The rest of the morning passed in a blur. My patient with the abscess never showed but I observed a circumcision on a 20-year-old and assisted with the wound re-packing of a 10-year-old boy who, under ketamine, kept staring at me with glassy eyes and saying “white man” in Tonga. After surgery was over, we dispersed for lunch and I, under a blazing sun, wandered around the hospital grounds looking for somewhere to eat. Still wearing my white coat (my first mistake) and a long sleeved button down shirt (my second), I picked my way across the grounds until finally finding my way back to the guesthouse. Lunch at Macha is a two-hour affair and I managed to cool down a bit before we set back again.

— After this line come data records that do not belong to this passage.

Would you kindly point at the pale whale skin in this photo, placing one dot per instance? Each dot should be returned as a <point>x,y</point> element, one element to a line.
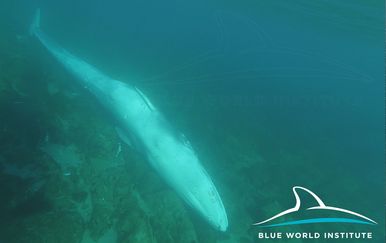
<point>171,155</point>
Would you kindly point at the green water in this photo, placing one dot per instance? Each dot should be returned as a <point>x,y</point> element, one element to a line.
<point>271,95</point>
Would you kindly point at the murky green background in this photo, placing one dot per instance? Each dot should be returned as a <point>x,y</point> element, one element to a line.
<point>271,94</point>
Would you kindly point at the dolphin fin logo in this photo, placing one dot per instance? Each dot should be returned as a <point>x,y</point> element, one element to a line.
<point>361,219</point>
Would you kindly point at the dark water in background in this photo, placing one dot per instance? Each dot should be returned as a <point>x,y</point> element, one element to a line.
<point>272,94</point>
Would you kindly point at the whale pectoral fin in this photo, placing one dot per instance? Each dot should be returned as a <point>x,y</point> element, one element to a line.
<point>124,137</point>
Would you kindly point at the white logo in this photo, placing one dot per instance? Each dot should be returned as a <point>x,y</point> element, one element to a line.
<point>321,206</point>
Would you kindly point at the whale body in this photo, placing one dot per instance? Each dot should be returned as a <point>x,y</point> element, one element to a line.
<point>169,153</point>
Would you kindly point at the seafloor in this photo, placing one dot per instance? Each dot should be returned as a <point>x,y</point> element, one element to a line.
<point>67,177</point>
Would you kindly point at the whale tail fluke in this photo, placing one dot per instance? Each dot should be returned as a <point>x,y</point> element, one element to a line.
<point>35,26</point>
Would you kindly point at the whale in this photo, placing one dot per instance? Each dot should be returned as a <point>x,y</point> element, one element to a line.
<point>345,215</point>
<point>139,122</point>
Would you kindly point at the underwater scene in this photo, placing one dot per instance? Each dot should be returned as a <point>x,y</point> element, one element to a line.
<point>192,121</point>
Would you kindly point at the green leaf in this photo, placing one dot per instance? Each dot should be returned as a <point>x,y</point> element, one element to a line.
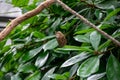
<point>16,77</point>
<point>88,67</point>
<point>74,48</point>
<point>95,39</point>
<point>48,37</point>
<point>50,72</point>
<point>105,4</point>
<point>58,77</point>
<point>50,45</point>
<point>32,53</point>
<point>96,76</point>
<point>73,70</point>
<point>104,46</point>
<point>41,60</point>
<point>111,14</point>
<point>82,38</point>
<point>26,68</point>
<point>113,68</point>
<point>38,34</point>
<point>35,76</point>
<point>20,3</point>
<point>76,59</point>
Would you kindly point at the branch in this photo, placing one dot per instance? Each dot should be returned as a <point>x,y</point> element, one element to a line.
<point>88,22</point>
<point>22,18</point>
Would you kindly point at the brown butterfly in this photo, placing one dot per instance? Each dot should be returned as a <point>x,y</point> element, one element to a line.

We made our way back to the men’s ward after returning, to see another patient who we had missed that morning. He was also sick, worse than the first, with a cirrhotic liver and a protuberant abdomen filled with fluid. Although we knew what treatments needed to be initiated to help this man, the question of ordering came up. Did we, as an American doctor and an American med student, make recommendations for treatment? Or did we put the orders in ourselves? We didn’t know and we didn’t want to step on any toes (especially as guests here), so, as nothing was emergently warranted, we deferred until we could discuss with a Zambian physician.

 

After men’s ward, we returned to the clinic. During the morning, if you opened the door leading to the public benches, you could see people lined up to see the doctor. The afternoon wasn’t as bad. The three of us managed to see patients with a Zambian physician; I spent some of the time looking for my oral abscess patient but still had no luck tracking him down. Unlike the American family medicine clinic that I just came from, with its schedule of URIs, physical exams, and other routine complaints, the patient census here was varied, in both acuity and problem. I spoke with HIV patients on antiretroviral therapy, a young, recently pregnant women with non-specific abdominal pain, and a man who carried his catheter in a bag who may have had bladder cancer. Several of the patients seen by the other providers were admitted directly from the clinic to the men’s or women’s wards, which meant either walking or rolling them over the concrete paths to the place they needed to go. The admitting complaints ranged from chronic osteomyelitis to critical limb ischemia and many of the presentations indicated the patients had been living with these conditions for quite awhile.

 

After that we walked around the back end of the hospital grounds, which bled into a market and also housing for the waiting families of admitted patients. The market had several stalls, selling anything from shoes to vegetables, and the smell of cookfires was everywhere. The families lived in brick longhouses, with high slung windows and people milling or squatting around them. The sun started dipping towards the horizon, a golden light suffusing everything that it touched, and we finally headed home for the day.